SU‐FF‐T‐448: Validation of a New Photon Dose Calculation Model—Analytical Anisotropic Algorithm

Purpose: To validate a new photon dose calculation model Analytical Anisotropic Algorithm (AAA) on Eclipse™ treatment planning system (TPS). Comparison of AAA dose calculation was performed with measurements and other two conventional algorithms, Pencil Beam Convolution (PBC) algorithm on Eclipse™ and Collapsed Cone Convolution/Superposition (CCC) algorithm on Pinnacle3.0 TPS.Method and Materials: Four phantoms were CT scanned and the image set was imported into both TPS for dose computation and analysis. The four phantoms were: 1) homogenous tissue equivalent phantom, 2) tissue equivalent phantom with infinite lung heterogeneity, 3) tissue equivalent phantom with finite lung, 4) IMRT dose verification phantom. Measurements were made by exposing the phantom using Varian Linac. Point measurement and film measurements were compared with calculated results from the three algorithms.
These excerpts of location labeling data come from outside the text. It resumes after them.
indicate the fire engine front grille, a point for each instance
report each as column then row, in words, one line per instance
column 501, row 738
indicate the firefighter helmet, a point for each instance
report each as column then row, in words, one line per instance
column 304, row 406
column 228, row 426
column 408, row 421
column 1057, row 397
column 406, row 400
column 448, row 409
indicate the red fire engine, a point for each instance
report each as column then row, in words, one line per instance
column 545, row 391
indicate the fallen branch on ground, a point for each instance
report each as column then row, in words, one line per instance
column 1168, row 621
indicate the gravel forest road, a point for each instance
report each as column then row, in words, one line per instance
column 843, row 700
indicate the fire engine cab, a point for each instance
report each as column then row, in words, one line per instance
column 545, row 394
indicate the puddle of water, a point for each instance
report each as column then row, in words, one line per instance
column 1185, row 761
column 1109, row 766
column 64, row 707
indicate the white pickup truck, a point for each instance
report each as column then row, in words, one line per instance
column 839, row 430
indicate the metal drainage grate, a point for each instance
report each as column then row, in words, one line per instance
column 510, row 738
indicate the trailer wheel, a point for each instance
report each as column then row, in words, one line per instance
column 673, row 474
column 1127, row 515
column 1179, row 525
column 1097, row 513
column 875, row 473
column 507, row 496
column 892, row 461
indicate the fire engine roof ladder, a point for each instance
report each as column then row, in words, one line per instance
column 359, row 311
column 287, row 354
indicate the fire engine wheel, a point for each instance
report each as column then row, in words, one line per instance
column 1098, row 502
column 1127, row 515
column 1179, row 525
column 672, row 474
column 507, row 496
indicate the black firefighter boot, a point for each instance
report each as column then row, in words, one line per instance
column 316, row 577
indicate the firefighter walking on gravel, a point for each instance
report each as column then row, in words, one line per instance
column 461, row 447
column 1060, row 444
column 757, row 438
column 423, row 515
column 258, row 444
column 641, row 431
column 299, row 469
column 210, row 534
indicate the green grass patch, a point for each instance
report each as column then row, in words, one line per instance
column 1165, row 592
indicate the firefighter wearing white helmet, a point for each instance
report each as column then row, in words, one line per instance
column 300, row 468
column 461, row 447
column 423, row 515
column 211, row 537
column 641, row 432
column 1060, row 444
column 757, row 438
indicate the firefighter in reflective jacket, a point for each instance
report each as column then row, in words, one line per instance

Dose responses for high and low energy photon beams were investigated for several different depths and PDD curves were compared in the phantom for various field sizes. The IMRT plans were generated by both TPS and were performed on the IMRT phantom to compare fluence maps. Results: AAA dose prediction fits the film measurements well except that there is up to ±6% discrepancy for dose profile perpendicular to the interface of tissue and lung. Point measurements support the AAA algorithm calculations. AAA also accurately predicts the decrease in PDD curves due to the lung inhomogeneity for 6MV energy. For the high energy photon beam and very small field size (2cm*2cm) in lung region, AAA prediction is up to 8% lower than the measurements. Conclusion: AAA algorithm accounts for attenuation corrections and electron transport, and models the deposited dose in the lung with greater accuracy than PBC. It is also faster than CCC algorithm. AAA algorithm can not accurately model the lateral scattering in tissue heterogeneity, but it can still give a reasonably close (within ±6%) prediction.